The number of brides wearing Western style wedding dresses began to increase around the
1960s and a majority of brides have worn them since the 1970s. While brides still wore
traditional Korean ensembles at the beginning of the twentieth century, most times the Korean
veil was switched with a Western white veil. In the 1980s and 1990s, dresses that flattered the
body are highly preferred: A-line, ball gown, or the mermaid.
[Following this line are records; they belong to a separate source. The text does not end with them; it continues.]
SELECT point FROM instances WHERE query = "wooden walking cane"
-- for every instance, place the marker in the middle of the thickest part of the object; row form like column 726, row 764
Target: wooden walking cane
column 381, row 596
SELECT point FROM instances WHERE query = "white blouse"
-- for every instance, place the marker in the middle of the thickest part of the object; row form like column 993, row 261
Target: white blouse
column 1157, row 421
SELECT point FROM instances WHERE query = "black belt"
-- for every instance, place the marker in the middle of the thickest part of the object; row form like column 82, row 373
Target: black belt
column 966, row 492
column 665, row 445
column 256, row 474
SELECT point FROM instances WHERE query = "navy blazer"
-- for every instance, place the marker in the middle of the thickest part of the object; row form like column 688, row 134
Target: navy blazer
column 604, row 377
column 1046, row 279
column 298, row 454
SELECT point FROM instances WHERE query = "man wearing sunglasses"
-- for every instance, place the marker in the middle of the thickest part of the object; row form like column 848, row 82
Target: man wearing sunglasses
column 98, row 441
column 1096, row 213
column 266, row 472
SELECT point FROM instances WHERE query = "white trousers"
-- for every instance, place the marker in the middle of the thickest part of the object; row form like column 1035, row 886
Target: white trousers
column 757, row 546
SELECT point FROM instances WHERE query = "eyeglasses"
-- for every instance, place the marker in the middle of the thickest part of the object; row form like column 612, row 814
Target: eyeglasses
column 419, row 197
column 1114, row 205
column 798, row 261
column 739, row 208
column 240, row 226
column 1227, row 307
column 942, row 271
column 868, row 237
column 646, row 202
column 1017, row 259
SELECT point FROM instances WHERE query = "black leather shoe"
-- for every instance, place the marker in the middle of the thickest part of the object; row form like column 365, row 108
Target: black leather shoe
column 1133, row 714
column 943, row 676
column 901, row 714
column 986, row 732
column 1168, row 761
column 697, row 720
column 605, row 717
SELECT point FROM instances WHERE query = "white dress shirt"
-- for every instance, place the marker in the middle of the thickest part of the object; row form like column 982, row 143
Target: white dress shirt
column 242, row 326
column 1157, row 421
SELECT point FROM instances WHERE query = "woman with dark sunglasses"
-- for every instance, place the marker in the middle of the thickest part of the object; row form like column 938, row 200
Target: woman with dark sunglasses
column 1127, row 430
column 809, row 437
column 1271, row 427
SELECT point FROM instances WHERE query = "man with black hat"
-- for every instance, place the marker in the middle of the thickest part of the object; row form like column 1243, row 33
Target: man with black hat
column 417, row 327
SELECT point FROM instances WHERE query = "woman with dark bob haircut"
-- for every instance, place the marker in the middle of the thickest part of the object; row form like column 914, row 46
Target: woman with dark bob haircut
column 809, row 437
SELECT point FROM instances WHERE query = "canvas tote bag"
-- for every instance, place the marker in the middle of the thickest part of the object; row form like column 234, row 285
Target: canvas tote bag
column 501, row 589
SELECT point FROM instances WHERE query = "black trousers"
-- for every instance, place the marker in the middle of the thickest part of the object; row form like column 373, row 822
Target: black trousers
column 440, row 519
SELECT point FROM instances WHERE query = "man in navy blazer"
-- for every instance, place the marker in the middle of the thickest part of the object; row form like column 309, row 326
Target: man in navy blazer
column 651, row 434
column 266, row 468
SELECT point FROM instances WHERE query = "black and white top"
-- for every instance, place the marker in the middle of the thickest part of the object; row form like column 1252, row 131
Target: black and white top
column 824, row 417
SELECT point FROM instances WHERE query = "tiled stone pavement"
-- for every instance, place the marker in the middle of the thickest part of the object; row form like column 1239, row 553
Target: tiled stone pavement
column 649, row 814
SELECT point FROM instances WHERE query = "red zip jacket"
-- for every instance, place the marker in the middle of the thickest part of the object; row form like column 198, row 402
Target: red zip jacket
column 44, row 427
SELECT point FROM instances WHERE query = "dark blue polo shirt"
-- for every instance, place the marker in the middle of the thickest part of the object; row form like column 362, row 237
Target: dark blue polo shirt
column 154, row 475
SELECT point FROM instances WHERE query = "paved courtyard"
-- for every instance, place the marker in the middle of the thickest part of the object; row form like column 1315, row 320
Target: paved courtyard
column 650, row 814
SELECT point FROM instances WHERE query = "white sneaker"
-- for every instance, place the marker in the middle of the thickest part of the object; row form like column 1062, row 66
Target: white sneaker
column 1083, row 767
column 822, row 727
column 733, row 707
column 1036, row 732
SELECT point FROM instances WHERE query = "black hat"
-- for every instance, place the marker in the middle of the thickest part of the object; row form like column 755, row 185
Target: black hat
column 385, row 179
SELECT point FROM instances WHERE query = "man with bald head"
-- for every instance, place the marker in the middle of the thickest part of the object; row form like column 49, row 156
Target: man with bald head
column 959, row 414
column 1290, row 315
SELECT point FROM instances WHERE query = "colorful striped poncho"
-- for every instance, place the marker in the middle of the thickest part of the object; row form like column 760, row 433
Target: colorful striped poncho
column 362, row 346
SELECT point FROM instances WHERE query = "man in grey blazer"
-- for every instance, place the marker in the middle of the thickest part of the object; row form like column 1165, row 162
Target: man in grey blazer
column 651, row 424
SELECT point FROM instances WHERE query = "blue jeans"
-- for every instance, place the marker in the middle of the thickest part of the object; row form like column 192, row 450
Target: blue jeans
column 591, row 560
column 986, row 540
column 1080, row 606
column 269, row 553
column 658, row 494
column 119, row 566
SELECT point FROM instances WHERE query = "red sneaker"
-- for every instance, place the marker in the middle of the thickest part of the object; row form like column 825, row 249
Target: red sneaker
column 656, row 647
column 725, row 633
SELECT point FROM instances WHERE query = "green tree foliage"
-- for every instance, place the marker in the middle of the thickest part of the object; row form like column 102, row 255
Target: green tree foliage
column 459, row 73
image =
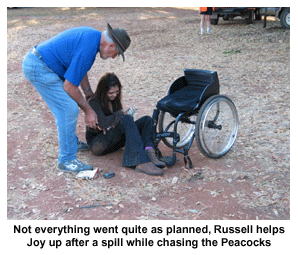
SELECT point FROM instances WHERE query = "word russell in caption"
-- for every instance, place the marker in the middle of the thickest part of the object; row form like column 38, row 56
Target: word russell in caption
column 143, row 241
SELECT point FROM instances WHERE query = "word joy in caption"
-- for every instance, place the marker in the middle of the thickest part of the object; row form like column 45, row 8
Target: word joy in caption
column 170, row 236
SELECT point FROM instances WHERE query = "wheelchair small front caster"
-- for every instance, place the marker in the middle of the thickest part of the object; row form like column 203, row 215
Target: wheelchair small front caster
column 187, row 162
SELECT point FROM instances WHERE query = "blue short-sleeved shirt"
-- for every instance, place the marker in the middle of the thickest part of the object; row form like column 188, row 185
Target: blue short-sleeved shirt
column 71, row 53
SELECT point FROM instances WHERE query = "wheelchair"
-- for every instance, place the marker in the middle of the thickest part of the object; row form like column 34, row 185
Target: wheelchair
column 194, row 110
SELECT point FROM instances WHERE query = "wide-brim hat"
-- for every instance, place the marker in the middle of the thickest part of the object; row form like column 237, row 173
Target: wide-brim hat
column 120, row 38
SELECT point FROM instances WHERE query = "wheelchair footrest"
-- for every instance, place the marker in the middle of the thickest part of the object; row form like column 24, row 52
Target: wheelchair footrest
column 168, row 160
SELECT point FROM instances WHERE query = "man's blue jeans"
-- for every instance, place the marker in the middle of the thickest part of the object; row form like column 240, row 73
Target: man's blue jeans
column 64, row 108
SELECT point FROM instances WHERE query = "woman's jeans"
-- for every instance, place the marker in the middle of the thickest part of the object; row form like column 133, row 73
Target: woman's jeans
column 135, row 136
column 64, row 108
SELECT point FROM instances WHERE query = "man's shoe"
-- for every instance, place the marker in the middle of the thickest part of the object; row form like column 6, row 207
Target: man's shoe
column 154, row 159
column 73, row 166
column 149, row 168
column 82, row 146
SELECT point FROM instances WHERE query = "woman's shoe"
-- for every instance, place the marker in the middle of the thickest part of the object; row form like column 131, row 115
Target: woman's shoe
column 149, row 168
column 154, row 159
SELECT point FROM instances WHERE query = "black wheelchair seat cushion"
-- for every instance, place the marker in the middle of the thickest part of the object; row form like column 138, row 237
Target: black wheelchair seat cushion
column 182, row 100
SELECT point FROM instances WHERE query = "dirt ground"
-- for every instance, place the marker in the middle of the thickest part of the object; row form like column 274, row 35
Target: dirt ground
column 253, row 63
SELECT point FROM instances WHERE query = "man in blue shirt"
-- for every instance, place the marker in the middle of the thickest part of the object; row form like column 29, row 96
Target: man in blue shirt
column 57, row 67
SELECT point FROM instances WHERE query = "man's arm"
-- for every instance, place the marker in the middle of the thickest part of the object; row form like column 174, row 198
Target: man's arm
column 86, row 87
column 75, row 94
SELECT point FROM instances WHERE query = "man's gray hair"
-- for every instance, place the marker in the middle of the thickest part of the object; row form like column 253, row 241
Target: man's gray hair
column 107, row 36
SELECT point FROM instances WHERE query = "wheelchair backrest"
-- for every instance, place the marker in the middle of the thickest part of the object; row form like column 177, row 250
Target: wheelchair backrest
column 205, row 81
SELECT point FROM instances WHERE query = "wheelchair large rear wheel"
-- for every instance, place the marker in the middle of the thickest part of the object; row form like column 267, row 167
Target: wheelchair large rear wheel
column 216, row 126
column 184, row 129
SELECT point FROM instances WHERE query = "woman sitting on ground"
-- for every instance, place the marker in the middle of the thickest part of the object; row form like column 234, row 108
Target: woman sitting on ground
column 117, row 129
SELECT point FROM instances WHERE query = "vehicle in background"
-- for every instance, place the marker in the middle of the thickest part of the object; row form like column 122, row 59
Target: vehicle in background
column 252, row 13
column 229, row 13
column 282, row 13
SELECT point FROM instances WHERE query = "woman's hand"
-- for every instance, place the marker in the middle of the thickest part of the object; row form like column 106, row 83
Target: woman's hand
column 91, row 118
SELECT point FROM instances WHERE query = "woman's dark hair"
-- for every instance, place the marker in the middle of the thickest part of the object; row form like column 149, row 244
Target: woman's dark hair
column 106, row 82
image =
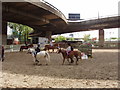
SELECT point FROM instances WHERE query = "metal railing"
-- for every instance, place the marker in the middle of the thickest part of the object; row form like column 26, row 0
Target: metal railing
column 94, row 18
column 53, row 8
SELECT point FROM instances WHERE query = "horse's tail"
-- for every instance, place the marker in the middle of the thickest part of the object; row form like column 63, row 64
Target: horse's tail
column 48, row 56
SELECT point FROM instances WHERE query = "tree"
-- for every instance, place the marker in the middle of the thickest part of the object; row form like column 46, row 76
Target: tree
column 20, row 31
column 60, row 38
column 86, row 37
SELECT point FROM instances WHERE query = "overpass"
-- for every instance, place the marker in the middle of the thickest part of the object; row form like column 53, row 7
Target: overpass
column 47, row 20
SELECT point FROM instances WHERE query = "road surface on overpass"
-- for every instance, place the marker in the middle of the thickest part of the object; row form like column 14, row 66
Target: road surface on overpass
column 47, row 20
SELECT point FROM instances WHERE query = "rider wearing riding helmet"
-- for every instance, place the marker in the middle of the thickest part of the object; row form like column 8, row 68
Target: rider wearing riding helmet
column 37, row 49
column 69, row 48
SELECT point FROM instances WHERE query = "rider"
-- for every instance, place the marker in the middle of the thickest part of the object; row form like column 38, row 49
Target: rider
column 37, row 49
column 51, row 44
column 69, row 48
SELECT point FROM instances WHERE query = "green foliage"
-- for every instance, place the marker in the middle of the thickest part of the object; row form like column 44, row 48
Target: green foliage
column 113, row 38
column 20, row 31
column 60, row 38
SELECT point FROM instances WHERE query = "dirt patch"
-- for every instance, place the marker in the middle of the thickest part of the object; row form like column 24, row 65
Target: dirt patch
column 99, row 71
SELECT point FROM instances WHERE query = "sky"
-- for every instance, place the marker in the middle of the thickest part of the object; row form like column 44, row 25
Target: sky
column 89, row 9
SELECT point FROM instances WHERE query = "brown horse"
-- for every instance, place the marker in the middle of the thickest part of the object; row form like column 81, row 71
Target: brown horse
column 48, row 47
column 26, row 47
column 76, row 54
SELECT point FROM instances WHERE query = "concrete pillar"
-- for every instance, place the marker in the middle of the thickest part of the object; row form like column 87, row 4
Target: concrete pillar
column 4, row 33
column 0, row 23
column 48, row 35
column 101, row 37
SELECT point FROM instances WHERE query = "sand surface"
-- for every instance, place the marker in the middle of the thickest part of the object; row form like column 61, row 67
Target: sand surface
column 101, row 71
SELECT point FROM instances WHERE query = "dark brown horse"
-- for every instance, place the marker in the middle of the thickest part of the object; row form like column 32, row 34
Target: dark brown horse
column 48, row 47
column 76, row 54
column 26, row 47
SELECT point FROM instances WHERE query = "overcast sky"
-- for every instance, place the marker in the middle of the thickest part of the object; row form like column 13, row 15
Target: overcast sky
column 89, row 9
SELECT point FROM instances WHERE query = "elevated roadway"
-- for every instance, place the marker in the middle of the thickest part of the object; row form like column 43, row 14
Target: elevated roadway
column 47, row 20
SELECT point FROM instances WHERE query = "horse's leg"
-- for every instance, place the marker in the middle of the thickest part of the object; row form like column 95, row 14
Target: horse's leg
column 53, row 49
column 71, row 60
column 68, row 61
column 63, row 61
column 76, row 60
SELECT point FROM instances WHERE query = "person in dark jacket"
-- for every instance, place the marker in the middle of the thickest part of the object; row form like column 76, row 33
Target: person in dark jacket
column 37, row 49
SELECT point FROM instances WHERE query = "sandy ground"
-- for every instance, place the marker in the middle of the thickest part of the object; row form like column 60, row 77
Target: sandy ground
column 101, row 71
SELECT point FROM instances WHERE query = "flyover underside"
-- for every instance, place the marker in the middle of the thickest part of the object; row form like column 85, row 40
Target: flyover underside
column 38, row 16
column 104, row 23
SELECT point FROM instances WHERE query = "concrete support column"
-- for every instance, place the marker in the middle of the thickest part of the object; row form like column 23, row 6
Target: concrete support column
column 48, row 35
column 101, row 37
column 4, row 33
However, in present day, the
Korean culture has gained much recognition, resulting in the choice of returning to a more
traditional style of dress.
The modern age brought about a newfound sense of nostalgia and romance, it opened
way for the new generations to hold more authority over the decisions making process of their
own attire without having to shy away their needs to please those of their ancestral customs.
Furthermore, the tendency to adopt the Westernized wedding culture, seems to be continuing
throughout the world, sometimes more in some regions than in others. As it steadily gains
popularity outside of North America, the white wedding is losing in terms of favorability as other
bridal styles and themes continue to evolve and shape societal norms.